Why it is a good idea to go into relationship therapy preventively

I feel that there is still a taboo surrounding couples therapy. While individual therapy is increasingly encouraged, a session with your partner often seems to be labeled negatively. People view couples therapy as the beginning of the end and mainly associate it with couples who have been married for more than fifty years.
I absolutely disagree with this, as I am a strong advocate for therapy. I believe that every couple should go into couples therapy preventively. Why do we go to the gym to stay fit, visit the dentist to keep our teeth sparkling, but do not go to the psychologist to maintain our relationship?
According to Esther Kluwer, professor of sustainable relationships at Radboud University, couples seeking help in the form of couples therapy have let their problems simmer for an average of about five years. It is precisely for this reason that I think a preventive session now and then can be really effective. Kluwer: ‘There is still a taboo on couples therapy. The idea that you as a couple should just be able to work it out yourself. Preventing problems, in the form of a ‘relationship check-up’, is therefore not the norm at all.’
Additionally, couples therapy in the form of maintenance sounds to many like waking sleeping dogs. Because why would you go into couples therapy if everything is going fine? According to Nynke Nijman (psychologist, sexologist, and couples therapist), that is the first misconception surrounding couples therapy. ‘The therapist is not going to look for problems that do not exist, but just as you do not see the low oil level of a car from the outside, you also do not see any rough patches in a marriage or partnership. Occasionally having a maintenance session can therefore do no harm.’

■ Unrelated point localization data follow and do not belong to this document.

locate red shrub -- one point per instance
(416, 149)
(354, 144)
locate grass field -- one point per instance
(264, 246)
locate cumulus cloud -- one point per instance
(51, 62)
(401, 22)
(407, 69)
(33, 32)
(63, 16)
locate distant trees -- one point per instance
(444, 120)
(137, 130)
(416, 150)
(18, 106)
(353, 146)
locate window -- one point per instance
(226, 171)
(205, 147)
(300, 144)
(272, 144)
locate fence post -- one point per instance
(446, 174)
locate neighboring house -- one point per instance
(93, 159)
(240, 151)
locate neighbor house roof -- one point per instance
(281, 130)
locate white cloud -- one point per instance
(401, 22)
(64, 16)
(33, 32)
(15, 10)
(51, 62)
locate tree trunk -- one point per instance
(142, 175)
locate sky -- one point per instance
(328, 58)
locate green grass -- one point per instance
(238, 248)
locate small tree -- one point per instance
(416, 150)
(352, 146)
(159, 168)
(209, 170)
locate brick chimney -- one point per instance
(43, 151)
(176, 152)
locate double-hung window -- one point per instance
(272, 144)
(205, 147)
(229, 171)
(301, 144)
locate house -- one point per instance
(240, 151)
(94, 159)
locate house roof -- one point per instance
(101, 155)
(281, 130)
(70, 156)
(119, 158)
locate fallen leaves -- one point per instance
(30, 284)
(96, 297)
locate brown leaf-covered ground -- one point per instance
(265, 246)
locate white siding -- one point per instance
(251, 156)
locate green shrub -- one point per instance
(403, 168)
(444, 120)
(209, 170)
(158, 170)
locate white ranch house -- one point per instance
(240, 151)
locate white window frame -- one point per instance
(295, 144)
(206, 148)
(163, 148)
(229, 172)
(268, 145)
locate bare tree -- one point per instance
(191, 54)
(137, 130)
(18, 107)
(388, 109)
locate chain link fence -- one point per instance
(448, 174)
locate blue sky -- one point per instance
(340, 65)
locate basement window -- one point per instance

Nijman wants to emphasize that an important part of couples therapy is precisely that you express to each other what you like about one another and the relationship. This helps remind each other why you fell in love, which can give a huge boost to your relationship. ‘Even in fundamentally healthy relationships, regularly expressing what you find attractive and beautiful about each other is a good idea.’
Through such a ‘check-up session’, you also learn to keep looking at and listening to each other. If you have been together for a long time, you may sometimes feel like you have ‘lost’ each other a bit. You live alongside each other, perhaps withdraw a bit, and feel the love fading. Such a maintenance session actually forces you to make time for each other. What are the needs of the other? Do you still speak the same language? How is it on a sexual level? In this way, any assumptions and misunderstandings can be cleared away.
Finally, I can imagine that it is simply very valuable and interesting to go into couples therapy. In my opinion, you learn the most about yourself through the eyes of another. How do you treat your loved one? What does that say about you as a person? Do you often feel rejected, and why? It seems to me to be a real enrichment to deepen your relationship in this way. This way, you continue to learn and grow with your loved one, hopefully allowing you to stay together long and happily. Isn't that definitely worth trying? Therefore, I say: come on, everyone into couples therapy.